Ivar Jenner (born 10 January 2004) is a professional footballer who plays as a midfielder for Jong Utrecht. Born in the Netherlands, he is a youth international for Indonesia.

Personal life
Born in Utrecht, Ivar is a footballer of Indonesian descent. Ivar's Indonesian descent comes from his grandmother, the mother of his father who was born in Java.

In an interview he said, "My father's mother or my grandmother was born in Java (Jember). So, my father is half Indonesian and I am a quarter Indonesian. My mother's parents are from Netherlands.

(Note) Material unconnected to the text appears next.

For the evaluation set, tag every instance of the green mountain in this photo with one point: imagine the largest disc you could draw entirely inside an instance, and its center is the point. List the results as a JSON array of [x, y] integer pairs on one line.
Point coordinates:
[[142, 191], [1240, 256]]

So my Dutch side came from my mother".

Club career
Ivar played for IJsselstein-based academy side IJFC and Ajax before a move to Utrecht in 2016. He signed his first professional contract in May 2021.

International career
Ivar has represented the Netherlands at under-15 level.

He is also eligible to represent Indonesia, and in October 2022, he travelled with fellow Dutch-Indonesian footballer Justin Hubner to Indonesia to become naturalized, in order to represent the Indonesia national under-20 football team at the 2023 AFC Asian Cup and the 2023 FIFA U-20 World Cup.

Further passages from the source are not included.